Teaching girls that men are toxic, is a sure-fire way to empower their own toxic behaviours, and I’m yet to see evidence that it does any good in raising young men.  

There have been excellent articles by women recently about how we are doing just fine, without all the guff of gender quotas and seemingly constant sexual harassment – yet there is so much focus on equal representation rather than true freedom of choice. We know that women’s participation in the workforce is the highest it’s ever been, girls are outperforming boys in school, and many traditionally male sciences now have a higher proportion of women enrolled. There are companies who have introduced paid menstrual and menopause leave, and schools providing free sanitary products.  

Language is being changed even in places like the Royal Australian Air Force, where personnel will now be referred to as ‘Aviators’ rather than airmen and airwomen. An iconic pair of sunglass style sure, but will it really be the deciding factor in getting more women to enlist?  

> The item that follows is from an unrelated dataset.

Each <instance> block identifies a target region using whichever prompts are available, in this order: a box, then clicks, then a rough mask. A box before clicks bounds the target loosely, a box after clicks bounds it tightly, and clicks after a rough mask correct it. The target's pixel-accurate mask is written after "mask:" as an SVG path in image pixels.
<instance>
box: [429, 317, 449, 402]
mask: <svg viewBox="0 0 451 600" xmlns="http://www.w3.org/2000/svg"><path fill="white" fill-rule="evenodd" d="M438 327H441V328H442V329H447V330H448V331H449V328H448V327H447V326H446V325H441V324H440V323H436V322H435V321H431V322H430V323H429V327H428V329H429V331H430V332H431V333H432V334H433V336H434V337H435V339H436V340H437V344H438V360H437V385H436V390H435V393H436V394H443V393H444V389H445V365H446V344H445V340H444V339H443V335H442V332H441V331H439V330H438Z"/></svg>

Women in Combat is a key driver of the Australian Defence Force, with millions being spent on the development of combat body armour and kit for women, as well as recruitment initiatives and targeted programs. The combined total of women’s participation within the ADF is 14.2% — which has Australia in the forefront when compared with NATO nations, and every accommodation is being made to encourage women, with 88% of ADF employment categories available. The recruitment push is so prevalent that the ADF had to deny only searching for women – and remember that campaign with Navy guys sporting pink nail polish for ‘gender equity’? Sigh… 

At a discussion on gender for the Menzies Research Centre, communications entrepreneur and political commentator Gemma Tognini stated, “Say quota, and I bristle. I find it offensive to my blood, sweat, and tears. I don’t want to be in any role, of any description as the consolation prize or the token uterus at the table.” When it comes to political gender quotas, a recent poll from the Australia Institute found that 53% of voters support them for Liberal Party preselection. The Labor Party adopted quotas in 1994, and now 47% of federal Labor MPs are women — and even formerly anti-quota Liberal National MP Karen Andrews has decided it’s time to consider it.  

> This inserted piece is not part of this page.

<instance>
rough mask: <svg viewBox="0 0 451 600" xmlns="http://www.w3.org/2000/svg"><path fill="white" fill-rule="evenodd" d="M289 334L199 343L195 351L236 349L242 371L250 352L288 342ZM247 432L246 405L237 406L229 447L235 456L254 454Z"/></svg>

While Australia is not quite as far down the woke pathway as Canada or the UK, self-identification of gender is so prevalent that some politicians can’t define what a woman is. Therefore, if gender quotas are required then really all it takes is for a man to identify as a woman, and hey presto, quota filled in a particularly stunning and brave way. 

We are bombarded with the messaging that girls and women need help to achieve a fulfilling career, and that sexual assault is rampant, yet we also see gender self-identification based on feelings, and female words being erased to be more inclusive. The Australian Academy of Science defines a woman as “anyone who identifies as one”, biology is now a TERF. Even the ‘March4Justice’ gatherings erased the word ‘Women’s’, and many feminists were abused and excluded by organisers for simply believing that a woman is an adult human female. Oh yes, the media hid that aspect of the marches in their rush to pin all the blame for society’s woes on Scott Morrison.  

With all the cognitive dissonance surrounding what a woman is, and Australia being ranked the safest country in the world for women, is there really a need to constantly push the narrative that women are weak victims requiring endless laws and taxpayer dollars poured into meaningless initiatives? Instead teach girls and women that life is good, better than it’s ever been, and that we should all just respect each other regardless of gender. Feminism used to be about liberation, but now it has a focus on conformity and victimhood. How can we be equal if women need such special treatment? 

I refuse to have my autonomy taken away further, and as another great female singer, Janis Joplin said, “who you are is what you settle for, you know?”